Since childhood, she’d loved to watch her father bait fishhooks. His long hands were careful and slow and the deliberateness of his touch delighted her. Not like her — she’d been falling over herself since puberty. Invariably she felt like a nuisance underfoot. She missed the neat quick grace of childhood. Whatever synthesis produced her from her mother’s and her father’s body, she couldn’t now imagine. Her father’s laughter was musical — her mother’s and her own like the braying of an ass. She secretly decided her mother had been cheating on him with someone else when she was conceived.

Until adolescence she’d been a precious little thing — then a hostile barrage of hormones turned her into somebody she didn’t even recognize: braces, knobby knees, confused skin, rebellious hair. To call her a girl was a misnomer of the highest magnitude. Something dark had entered the world along with her own blood the first time she got her period.

Once, in high school, her father had walked in her room without knocking and caught her masturbating; what a shame, he said, if you didn’t have so many pimples you might be able to get a boy to do that for you. His mind, like his body — like his heart — was angular; without softness; without love — he wouldn’t give her a second chance. The walls had zoomed in and out like they were breathing. She remembered the dress she wore, white with red and blue sailboats. Just like a ship being launched, only she kept running aground.

To this day, she wore only plain pearls, believing her skin too pasty to carry color. The only exotic thing about her was the color of her hair. Her hair was the color of rust; decaying iron. Growing up, her father never told her how pretty she was. But one night after a bad dream he took her back to her bed and rubbed her back.

Woken in the middle of the night like that, he was a different person, wordless and gentle. He’d held her so tight she couldn’t inhale. His silent, bulky warmth radiated through her and she wasn’t scared of anything. Everything in her room was painted either blue or green — how was painting any different than telling a story? He started rubbing her arm below the elbow; she was his. She wanted him to touch her underneath her nightgown but he didn’t. It made her feel awful to remember that now.

 

The TV was on with the volume turned down, and she was tracking Naomi on a grocery bag chart. She perched stiff on the couch, uncomfortable in her ragged cutoff shorts. Her father took a chair from the dining table and sat on it turned backwards, leaning toward her, his big perfect hands hanging over the chair’s back, his legs spread out like a cowboy’s. The dog growled from under the table.

“If you died right now,” he said, “you would go straight to Hell because you haven’t accepted Jesus Christ as your personal savior.” Pop loved his simple theories. He loved his cut-and-dried formulas. From the time her mother had died, her father had become born again and worried far too much about the condition of Ella’s immortal soul.

“How do you know?” she asked. “Isn’t God the only one who can judge a person?”

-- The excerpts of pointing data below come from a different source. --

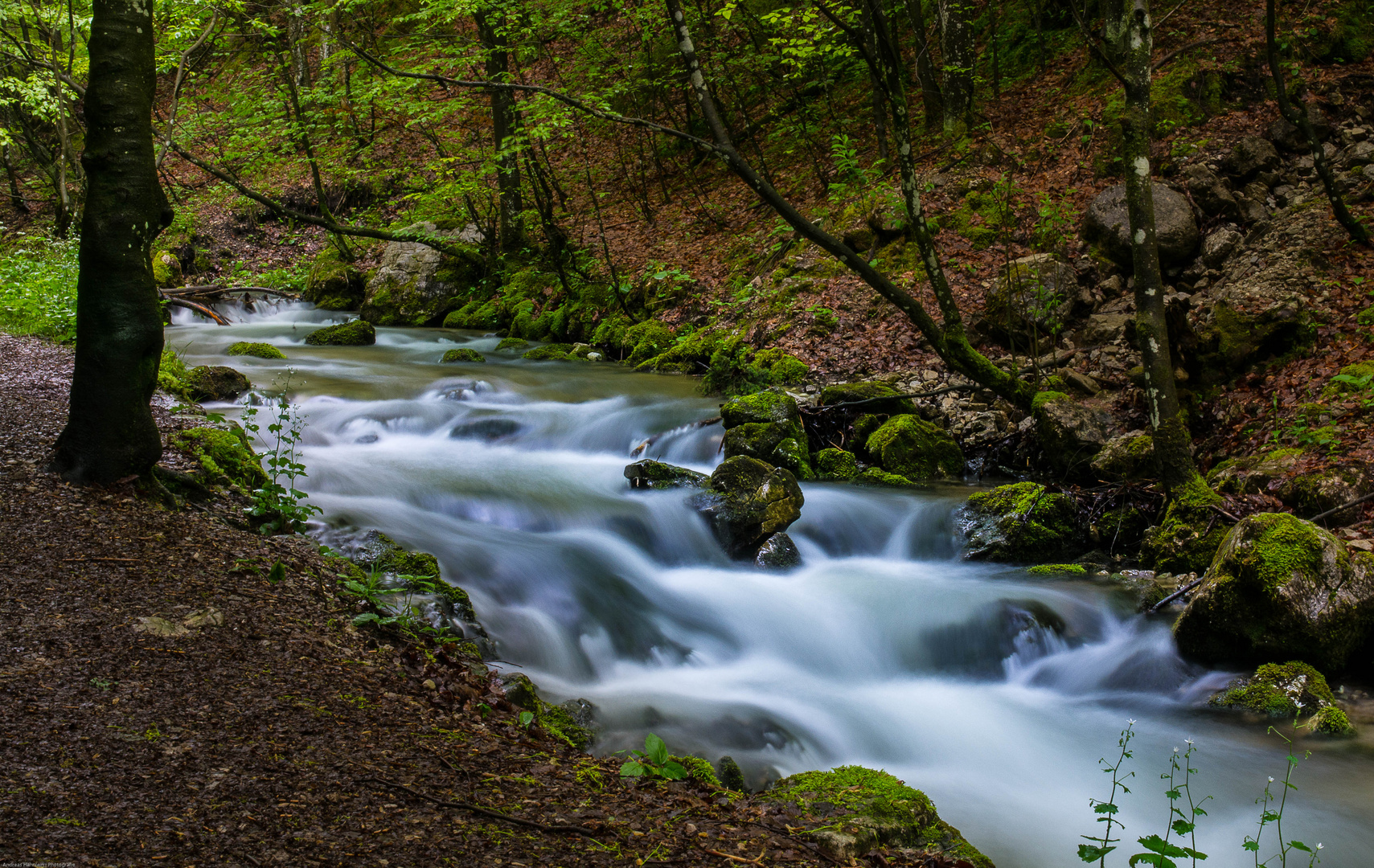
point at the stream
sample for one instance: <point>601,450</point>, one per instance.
<point>992,691</point>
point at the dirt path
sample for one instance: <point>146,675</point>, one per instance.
<point>253,724</point>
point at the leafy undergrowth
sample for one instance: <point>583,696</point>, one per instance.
<point>168,693</point>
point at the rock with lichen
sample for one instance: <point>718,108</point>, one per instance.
<point>854,811</point>
<point>745,502</point>
<point>1279,589</point>
<point>1019,523</point>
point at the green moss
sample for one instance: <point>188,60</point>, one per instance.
<point>1044,397</point>
<point>224,455</point>
<point>835,465</point>
<point>1021,522</point>
<point>260,350</point>
<point>916,448</point>
<point>356,333</point>
<point>550,352</point>
<point>864,808</point>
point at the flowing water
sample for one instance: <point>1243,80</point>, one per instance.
<point>992,691</point>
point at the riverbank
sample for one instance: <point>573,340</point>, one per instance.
<point>162,699</point>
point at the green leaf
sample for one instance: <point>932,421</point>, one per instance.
<point>656,750</point>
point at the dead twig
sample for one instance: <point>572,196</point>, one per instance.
<point>486,812</point>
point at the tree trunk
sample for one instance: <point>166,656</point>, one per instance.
<point>930,95</point>
<point>1128,43</point>
<point>110,433</point>
<point>957,51</point>
<point>505,124</point>
<point>1294,113</point>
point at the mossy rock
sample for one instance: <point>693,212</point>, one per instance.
<point>216,383</point>
<point>1190,533</point>
<point>1019,523</point>
<point>835,465</point>
<point>462,354</point>
<point>855,809</point>
<point>1279,589</point>
<point>224,455</point>
<point>335,280</point>
<point>917,449</point>
<point>356,333</point>
<point>878,399</point>
<point>550,352</point>
<point>649,474</point>
<point>256,349</point>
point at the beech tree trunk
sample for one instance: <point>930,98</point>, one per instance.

“It’s very simple,” he said. “Right now you’re a Nonbeliever. Nonbelievers go straight to Hell.”

“Says you,” she said.

“Says God,” he said.

“So according to you I could break every single one of the Ten Commandments, but as long as I accepted Jesus one second before I died, I wouldn’t go to Hell?”

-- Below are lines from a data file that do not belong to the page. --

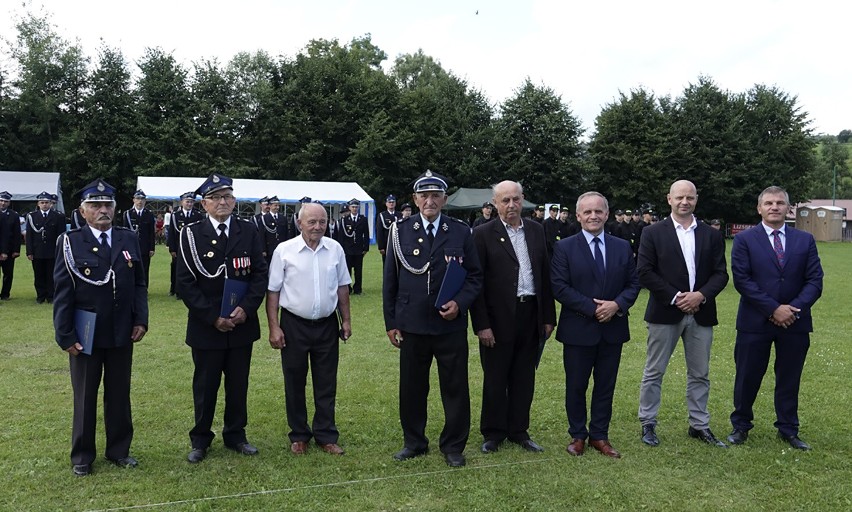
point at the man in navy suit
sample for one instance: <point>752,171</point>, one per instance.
<point>99,269</point>
<point>682,264</point>
<point>420,250</point>
<point>514,312</point>
<point>779,277</point>
<point>594,278</point>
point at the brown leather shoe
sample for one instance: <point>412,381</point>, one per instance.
<point>577,447</point>
<point>603,446</point>
<point>299,447</point>
<point>331,448</point>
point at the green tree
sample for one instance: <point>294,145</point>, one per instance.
<point>165,106</point>
<point>112,126</point>
<point>538,144</point>
<point>632,149</point>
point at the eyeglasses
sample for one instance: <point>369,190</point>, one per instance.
<point>216,198</point>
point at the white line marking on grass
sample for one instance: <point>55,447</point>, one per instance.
<point>318,486</point>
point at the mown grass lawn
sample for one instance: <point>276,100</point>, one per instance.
<point>681,474</point>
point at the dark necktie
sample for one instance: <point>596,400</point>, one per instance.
<point>223,238</point>
<point>779,248</point>
<point>599,263</point>
<point>105,246</point>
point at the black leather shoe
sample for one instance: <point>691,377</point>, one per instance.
<point>530,446</point>
<point>795,442</point>
<point>705,435</point>
<point>407,453</point>
<point>245,448</point>
<point>196,455</point>
<point>454,460</point>
<point>81,469</point>
<point>738,436</point>
<point>125,462</point>
<point>649,436</point>
<point>490,446</point>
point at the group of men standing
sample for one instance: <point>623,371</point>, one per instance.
<point>436,270</point>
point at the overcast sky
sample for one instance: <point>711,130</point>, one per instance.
<point>586,51</point>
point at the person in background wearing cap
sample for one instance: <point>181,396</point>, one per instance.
<point>44,225</point>
<point>184,215</point>
<point>142,221</point>
<point>512,315</point>
<point>99,269</point>
<point>10,242</point>
<point>551,228</point>
<point>263,204</point>
<point>214,250</point>
<point>422,248</point>
<point>354,237</point>
<point>487,214</point>
<point>273,227</point>
<point>386,219</point>
<point>308,301</point>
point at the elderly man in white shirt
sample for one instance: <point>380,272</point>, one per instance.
<point>309,283</point>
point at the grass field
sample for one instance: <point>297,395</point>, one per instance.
<point>680,474</point>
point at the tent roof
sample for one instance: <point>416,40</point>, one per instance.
<point>474,198</point>
<point>26,185</point>
<point>248,190</point>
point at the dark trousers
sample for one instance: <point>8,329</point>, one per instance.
<point>210,365</point>
<point>172,276</point>
<point>43,277</point>
<point>582,362</point>
<point>355,262</point>
<point>86,371</point>
<point>8,269</point>
<point>314,344</point>
<point>751,357</point>
<point>415,362</point>
<point>508,382</point>
<point>146,264</point>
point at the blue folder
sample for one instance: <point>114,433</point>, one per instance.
<point>232,295</point>
<point>84,324</point>
<point>451,285</point>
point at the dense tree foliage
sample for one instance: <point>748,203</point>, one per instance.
<point>332,112</point>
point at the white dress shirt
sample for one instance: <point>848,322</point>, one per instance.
<point>307,280</point>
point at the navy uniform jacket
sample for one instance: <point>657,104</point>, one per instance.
<point>274,231</point>
<point>409,298</point>
<point>575,284</point>
<point>243,260</point>
<point>119,310</point>
<point>179,220</point>
<point>10,227</point>
<point>354,236</point>
<point>386,219</point>
<point>144,226</point>
<point>764,284</point>
<point>42,245</point>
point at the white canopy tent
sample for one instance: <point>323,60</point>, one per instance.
<point>333,194</point>
<point>26,185</point>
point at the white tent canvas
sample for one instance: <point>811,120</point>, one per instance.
<point>250,191</point>
<point>25,185</point>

“God’s grace,” he said. “His gift to us. Ask, and you shall be forgiven.”

Her father was telling her to ask for forgiveness! Selling all the gifts he’d ever given her and frittering the money away with nothing to show for it appealed to her. The flowers he sent for her birthday always wilted immediately, anyway.

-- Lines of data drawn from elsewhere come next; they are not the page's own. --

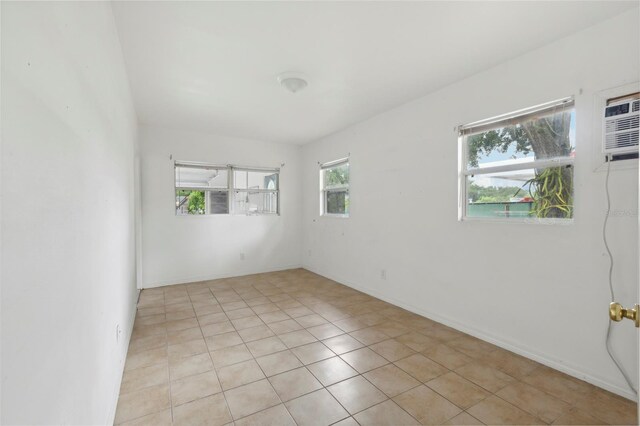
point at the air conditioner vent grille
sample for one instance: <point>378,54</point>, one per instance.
<point>623,124</point>
<point>622,140</point>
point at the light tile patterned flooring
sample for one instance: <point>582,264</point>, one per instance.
<point>292,347</point>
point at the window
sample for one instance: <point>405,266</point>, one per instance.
<point>255,191</point>
<point>519,165</point>
<point>334,188</point>
<point>208,189</point>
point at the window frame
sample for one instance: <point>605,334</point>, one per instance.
<point>230,189</point>
<point>324,191</point>
<point>495,123</point>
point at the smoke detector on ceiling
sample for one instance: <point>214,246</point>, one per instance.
<point>293,82</point>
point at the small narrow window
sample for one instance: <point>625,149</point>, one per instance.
<point>334,188</point>
<point>519,165</point>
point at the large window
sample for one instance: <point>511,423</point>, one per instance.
<point>334,188</point>
<point>519,165</point>
<point>208,189</point>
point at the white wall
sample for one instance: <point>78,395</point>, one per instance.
<point>68,271</point>
<point>484,278</point>
<point>178,249</point>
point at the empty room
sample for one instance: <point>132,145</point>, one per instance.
<point>319,213</point>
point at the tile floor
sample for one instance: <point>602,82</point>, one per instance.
<point>293,347</point>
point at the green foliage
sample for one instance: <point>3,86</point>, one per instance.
<point>493,194</point>
<point>547,137</point>
<point>552,192</point>
<point>499,140</point>
<point>337,176</point>
<point>196,202</point>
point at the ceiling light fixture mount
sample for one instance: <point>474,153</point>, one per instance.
<point>292,81</point>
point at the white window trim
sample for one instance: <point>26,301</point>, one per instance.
<point>496,122</point>
<point>230,189</point>
<point>340,188</point>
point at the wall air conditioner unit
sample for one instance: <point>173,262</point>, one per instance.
<point>621,127</point>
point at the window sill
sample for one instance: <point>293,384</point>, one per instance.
<point>520,220</point>
<point>342,216</point>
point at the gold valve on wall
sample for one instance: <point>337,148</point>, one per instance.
<point>617,313</point>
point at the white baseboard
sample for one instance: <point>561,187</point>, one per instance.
<point>483,335</point>
<point>196,278</point>
<point>111,416</point>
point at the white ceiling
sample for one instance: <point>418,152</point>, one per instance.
<point>212,66</point>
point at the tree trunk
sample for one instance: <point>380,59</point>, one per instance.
<point>549,138</point>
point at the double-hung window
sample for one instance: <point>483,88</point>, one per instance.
<point>203,189</point>
<point>255,191</point>
<point>334,188</point>
<point>519,165</point>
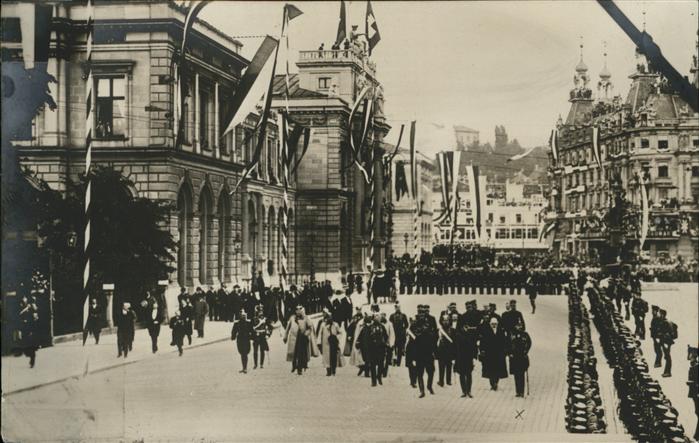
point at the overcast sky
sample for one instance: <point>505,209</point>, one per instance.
<point>479,64</point>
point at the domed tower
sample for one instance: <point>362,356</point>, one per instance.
<point>581,94</point>
<point>605,87</point>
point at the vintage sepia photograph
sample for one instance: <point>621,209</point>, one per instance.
<point>350,221</point>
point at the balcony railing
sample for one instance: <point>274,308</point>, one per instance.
<point>342,55</point>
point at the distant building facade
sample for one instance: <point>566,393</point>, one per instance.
<point>652,133</point>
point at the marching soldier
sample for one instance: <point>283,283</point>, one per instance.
<point>467,347</point>
<point>400,327</point>
<point>520,343</point>
<point>655,336</point>
<point>512,317</point>
<point>639,308</point>
<point>668,335</point>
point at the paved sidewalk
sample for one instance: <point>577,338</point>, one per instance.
<point>71,360</point>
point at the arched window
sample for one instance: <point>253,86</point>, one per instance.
<point>224,232</point>
<point>205,225</point>
<point>184,219</point>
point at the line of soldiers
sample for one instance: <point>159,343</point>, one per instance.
<point>440,280</point>
<point>584,411</point>
<point>643,407</point>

“So God will forgive me for whatever I’ve done,” she said. “But will you?”

“First, you have to ask,” he said.

 

Hurricane Naomi wouldn’t arrive until tomorrow or the next day. Though at first Ella had looked forward to fishing off the pier, dusk arrived too soon; the coming darkness was like a funeral shroud. Her father drove his old rattletrap pickup truck towards the beach like it was a priceless antique. At the bait shop, they stood in line behind a girl, about 10 or 11, and her mother, also buying bait. The girl got into a silly argument with her mother about what they should buy, what sort of bait. “Shut up,” the girl said to her mother. Ella recoiled. Was there ever a place to be, truly, anonymous?

She remembered a time she’d told her own mother to shut up. Upon hearing, her father had slapped her across the face and broken her glasses. Her skull buzzed for a long time afterward, her jaw aching where the heel of his hand connected. She didn’t believe she’d been the same person at all back then.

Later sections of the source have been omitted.